The best method, then, is to use the recommended time as a rough guideline, add a few minutes to it (10 for squabs, 20 for chickens, 30 for turkeys, etc), and then cook to temperature. It won’t hurt the meat at all for it to stand a bit longer if it comes out of the oven a few minutes earlier than expected.
My limited experience with beer can chicken is the following:
Yes, use a meat thermometer. They are great.
Use warm beer if you can and dump out most of the beer! It takes a long time to heat up all that liquid. I find if the can is full it takes a half hour just to heat up the can if it’s full. You want to start simmering a 1/4 full can right away rather than waste time and burn your bird while heating up a full, cold beer.
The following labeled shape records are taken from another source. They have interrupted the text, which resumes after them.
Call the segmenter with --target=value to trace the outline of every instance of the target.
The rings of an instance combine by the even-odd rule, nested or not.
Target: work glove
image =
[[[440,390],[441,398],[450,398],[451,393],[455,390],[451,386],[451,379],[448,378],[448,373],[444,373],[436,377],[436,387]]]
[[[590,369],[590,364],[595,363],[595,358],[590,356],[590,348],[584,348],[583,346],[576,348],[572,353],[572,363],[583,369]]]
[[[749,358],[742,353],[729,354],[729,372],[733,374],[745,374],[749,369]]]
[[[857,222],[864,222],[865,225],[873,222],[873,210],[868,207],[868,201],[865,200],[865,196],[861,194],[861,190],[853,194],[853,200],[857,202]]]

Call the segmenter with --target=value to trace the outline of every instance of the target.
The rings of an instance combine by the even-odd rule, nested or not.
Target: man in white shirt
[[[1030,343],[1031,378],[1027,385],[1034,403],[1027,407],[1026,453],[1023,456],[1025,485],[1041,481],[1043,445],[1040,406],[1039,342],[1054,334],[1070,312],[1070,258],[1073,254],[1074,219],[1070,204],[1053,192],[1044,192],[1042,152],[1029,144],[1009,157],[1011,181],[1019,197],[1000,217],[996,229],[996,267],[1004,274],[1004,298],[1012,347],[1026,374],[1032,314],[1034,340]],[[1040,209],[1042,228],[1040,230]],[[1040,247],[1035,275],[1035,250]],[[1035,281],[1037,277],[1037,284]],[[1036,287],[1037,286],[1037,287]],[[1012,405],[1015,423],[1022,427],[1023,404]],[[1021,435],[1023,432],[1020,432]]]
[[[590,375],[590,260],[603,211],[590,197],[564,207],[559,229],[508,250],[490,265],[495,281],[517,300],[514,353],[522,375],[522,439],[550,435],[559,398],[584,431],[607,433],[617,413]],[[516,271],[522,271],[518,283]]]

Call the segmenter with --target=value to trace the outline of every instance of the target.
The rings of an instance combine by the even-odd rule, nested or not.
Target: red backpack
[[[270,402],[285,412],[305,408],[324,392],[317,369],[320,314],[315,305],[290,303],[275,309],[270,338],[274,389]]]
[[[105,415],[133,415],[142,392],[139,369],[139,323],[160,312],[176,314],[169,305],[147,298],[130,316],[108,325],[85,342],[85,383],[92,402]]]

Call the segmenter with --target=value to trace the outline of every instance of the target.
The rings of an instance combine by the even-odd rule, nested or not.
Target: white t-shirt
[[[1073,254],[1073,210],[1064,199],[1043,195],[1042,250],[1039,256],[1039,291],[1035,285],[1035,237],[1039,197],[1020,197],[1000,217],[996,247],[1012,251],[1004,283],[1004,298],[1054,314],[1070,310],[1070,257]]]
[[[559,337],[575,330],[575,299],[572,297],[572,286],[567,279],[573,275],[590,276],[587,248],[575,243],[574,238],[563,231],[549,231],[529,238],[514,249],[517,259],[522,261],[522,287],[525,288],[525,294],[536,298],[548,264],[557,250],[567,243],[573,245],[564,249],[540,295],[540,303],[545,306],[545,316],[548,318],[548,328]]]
About meat thermometers: I love using my probe and instant read thermometers. However, it’s a constant annoyance that the wires on probes always get brittle and break. I know, I know, the instructions say not to use on a grill and not to use at high heat. I don’t care. I like using them on the grill.
I can accept going through a probe every six months or so from such abuse. What really bugs me is that when one breaks I need to buy an entirely new device. They don’t just sell replacement probes anywhere I’ve seen. Any other dopers run into this?
Do any of you recommend a specific brand of probe thermometer? I’ve been meaning to get one, but I don’t want a crappy one or a needlessly overpriced one.